# On The Specifics Deriving The Equation Of Ellipse

I am trying to learn how to derive the equation of an ellipse, from this website (https://people.richland.edu/james/lecture/m116/conics/elldef.html). I am struggling, however, to prove to myself why d1 + d2 = 2a (see the diagram).

I get that when you stretch the "rope" against the major axis, you will see that d1 is equal to the length -c-(-a). But I'm struggling to prove that the same will occur when you stretch the rope on the other side of the ellipse, the side with positive c and a values. I get that by definition, the ellipse has to be symmetrical. But I want to prove that how constructing the ellipse using the "rope" would force the ellipse to be symmetrical. Can someone please show me how to do this?
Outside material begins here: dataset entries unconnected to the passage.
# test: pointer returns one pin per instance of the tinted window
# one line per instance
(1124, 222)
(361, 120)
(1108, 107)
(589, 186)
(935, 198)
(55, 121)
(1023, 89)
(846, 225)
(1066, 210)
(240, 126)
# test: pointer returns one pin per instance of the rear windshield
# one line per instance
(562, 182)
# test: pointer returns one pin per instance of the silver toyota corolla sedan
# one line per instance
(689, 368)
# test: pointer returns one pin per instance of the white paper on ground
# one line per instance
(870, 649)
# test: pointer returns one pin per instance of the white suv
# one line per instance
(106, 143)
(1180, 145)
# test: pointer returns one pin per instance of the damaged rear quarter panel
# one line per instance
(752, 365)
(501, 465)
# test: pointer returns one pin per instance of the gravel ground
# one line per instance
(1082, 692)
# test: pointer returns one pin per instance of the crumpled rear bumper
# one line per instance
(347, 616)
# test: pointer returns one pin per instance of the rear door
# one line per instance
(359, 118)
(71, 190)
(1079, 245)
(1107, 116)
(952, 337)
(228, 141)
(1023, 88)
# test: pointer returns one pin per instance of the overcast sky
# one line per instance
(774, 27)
We have that $$d_1+d_2=2a$$ is an assumption for the definition of the ellipse and from that by Pythagorean theorem we find the cartesian equation.
• @EthanChan A circle is defined as the curve such that the distance from the center is $d=R$. For the ellipse we assume as definition $d_1+d_2=2a$ and from here we can derive the equation. – gimusi Jun 20 '18 at 6:24
• @EthanChan It suffices that the string has fixed length $2a$. Indeed in the given figure we are assuming the focus at $(\pm c,0$ and the vertex on $x$ axis at $(a,0)$ thus at that vertex $d_1+d_2=(a-c)+(a+c)=2a$. – gimusi Jun 20 '18 at 6:32
If you consider the vertex on the left, then: $$d_1=-c-(-a)=a-c \quad\text{and}\quad d_2=c-(-a)=a+c.$$ If you consider the vertex on the right, then: $$d_1=a-(-c)=a+c \quad\text{and}\quad d_2=a-c.$$ In both cases, $d_1+d_2=2a$.
To prove the symmetry, consider any point $P$ on the ellipse and the other three points obtained by reflecting $P$ about $x$ axis, $y$ axis and origin. You can immediately verify that $d_1+d_2$ is the same for those three points as for $P$, hence those three points also belong to the ellipse.